28 octobre > Roman Espagne

Le narrateur, un jeune homme poussé par la nécessité, passe un jour une petite annonce : "Réalisez vos biographies sonores". Et non "musicales". Une ambiguïté qui va l’entraîner dans une suite d’aventures. En effet, alors qu’il croyait réaliser en quelques clics des compilations personnalisées de chansons, voici que les deux clients souhaitent raconter leur vie. Il y a d’abord ce type antipathique et radin, qui le prend pour un écrivain public. Il commence à lui dicter des pages et des pages, à envoyer ensuite sur un blog. Il y confesse son parcours atypique : écrivain public, il a fini par dicter leur conduite à ses clients avant les événements, par les manipuler, moyennant de gros profits, puis par accepter de pousser un homme au suicide. La seconde, Madame Urrutia, plus agréable et généreuse, est tout aussi bizarre : parvenue au terme de sa vie, et alors que sa mémoire commence à flancher, elle veut la stimuler en réécoutant tous les bruits qui l’ont marquée. Au fil des séances et des défis elle se raconte, "pour être vide", en paix avec elle-même lorsque la mort viendra.
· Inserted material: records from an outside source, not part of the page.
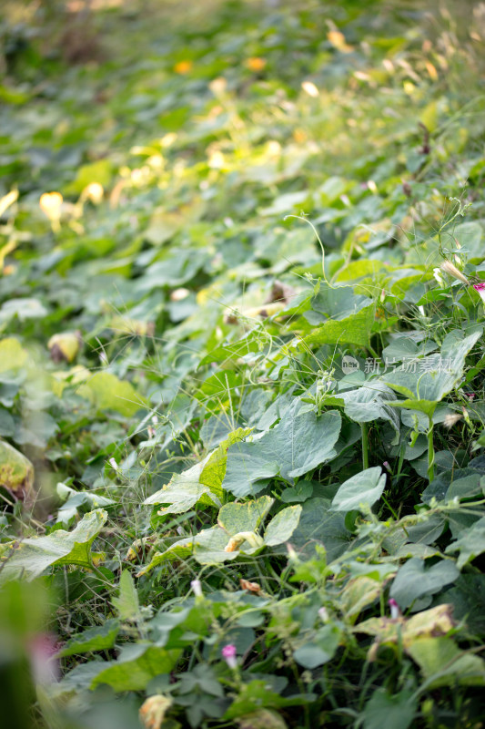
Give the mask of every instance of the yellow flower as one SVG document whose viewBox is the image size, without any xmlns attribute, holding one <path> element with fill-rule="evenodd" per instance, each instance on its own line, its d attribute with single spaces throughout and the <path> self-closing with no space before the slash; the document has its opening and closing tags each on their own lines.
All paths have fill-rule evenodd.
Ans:
<svg viewBox="0 0 485 729">
<path fill-rule="evenodd" d="M 192 70 L 193 67 L 192 61 L 186 60 L 186 61 L 178 61 L 174 66 L 174 71 L 176 74 L 187 74 L 189 71 Z"/>
<path fill-rule="evenodd" d="M 162 693 L 148 696 L 139 711 L 140 721 L 146 729 L 160 729 L 165 714 L 171 705 L 172 699 L 168 699 Z"/>
</svg>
Tout, dans ce métier si particulier, incite le narrateur à sa propre anamnèse. Mal dans sa peau, il n’a pas oublié sa triste enfance, feutrée et solitaire, tandis que sa mère adorée se mourait dans une pièce de l’appartement. Et il en veut encore à son père, un brave homme, vendeur en mercerie, de son silence, de son apparente indifférence. Alors, lui aussi va se raconter, graver des CD et les distribuer à plusieurs protagonistes, dont Mariluz, la femme de sa vie. Au terme de bien des détours, "tout finit par s’emboîter", et il se réconcilie avec lui-même et avec les autres.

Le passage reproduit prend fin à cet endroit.